- The paper introduces LC-FT, a framework that uses concise Chain-of-Thought sketches to build latent codebooks for guiding efficient reasoning in LLMs.
- It employs a GainRouter mechanism that dynamically balances fast codebook-guided inference with slower explicit reasoning based on input complexity.
- Experiments show significant token reduction and competitive accuracy on mathematical and programming benchmarks, underscoring its practical impact.
Introduction
The paper "Fast Thinking for LLMs" (2509.23633) introduces an innovative framework for reasoning-oriented LLMs that leverages concise Chain-of-Thought (CoT) sketches during training to form a latent codebook. This codebook enables fast thinking by providing strategy-level guidance through continuous thinking vectors, significantly reducing the need for elaborate reasoning token generation during inference. To further optimize inference efficiency, the GainRouter mechanism adapts between fast codebook-guided inference and slow explicit reasoning. This approach addresses the latency and token costs traditionally associated with CoT methods while maintaining competitive accuracy across reasoning benchmarks.

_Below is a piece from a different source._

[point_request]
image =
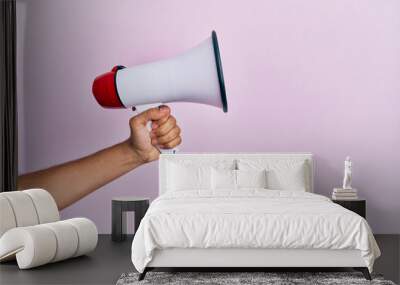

Figure 1: Overview of our framework. Latent Codebook for Fast Thinking (LC-FT) provides hint tokens for efficient one-pass reasoning, while GainRouter decides between fast and slow CoT modes to balance accuracy and token cost.
Framework Overview
Latent Codebooks for Fast Thinking (LC-FT)
LC-FT employs concise CoT sketches to train a codebook of discrete strategy priors. At inference, the model retrieves strategy-level hints from this codebook, allowing reasoning in a single pass without generating explicit reasoning tokens. The latent codebook is implemented with learnable query vectors that attend over prototype entries to form continuous thinking tokens. These tokens are injected at a specific transformer layer during inference, influencing subsequent computations.
Figure 2: Overview of the latent codebook mechanism. Learnable queries Q attend over the codebook C to produce thinking tokens T, which are refined and injected at layer L to form Z(L).
GainRouter Mechanism
The GainRouter enhances LC-FT by dynamically toggling between fast thinking and CoT reasoning. This lightweight classifier predicts when slow reasoning is necessary based on input complexity and token-level evidence. It prevents overthinking, reducing unnecessary token generation without compromising accuracy.
Experimental Results
The framework was evaluated on mathematical reasoning datasets (AIME, OlympiadBench) and programming benchmarks (MBPP, HumanEval). LC-FT demonstrated substantial reductions in token usage while achieving accuracy comparable to traditional CoT methods. For instance, on OlympiadBench, LC-FT matched the top accuracy of 50% while significantly cutting the average generation length from 7075 tokens to 5332.
Tables show detailed metrics for accuracy and token usage across various baselines, underscoring LC-FT's efficiency advantages.
Ablation Studies
Ablation experiments highlighted the crucial role of the codebook and refiner components. Removing the codebook resulted in significant accuracy drops, affirming its importance for fast reasoning. The refiner component also contributed to stability by smoothing hint vectors before injection.
Figure 3: Ablation studies. (a) demonstrates the impact of different framework components across reasoning and programming benchmarks. (b) examines the effect of hyperparameters including codebook size, think tokens, and insertion layer position.
Implications and Future Work
The latent codebook approach offers a practical pathway to scalable and efficient reasoning within LLMs, potentially reducing the infrastructural demands associated with CoT architectures. Future work could explore the integration of LC-FT with other adaptive reasoning paradigms to further enhance inference efficiency. Additionally, further refinements to the GainRouter mechanism could lead to more sophisticated context-aware reasoning that dynamically optimizes computational resources.
Conclusion
The introduction of Latent Codebooks for Fast Thinking marks a significant development in the quest for efficient reasoning in LLMs. By assimilating concise CoT sketches into a searchable strategy memory, LC-FT reduces the dependency on high-cost token generations. Coupled with the adaptive GainRouter mechanism, this framework balances reasoning quality with computational efficiency, establishing a promising avenue for the deployment of advanced reasoning models in real-world applications.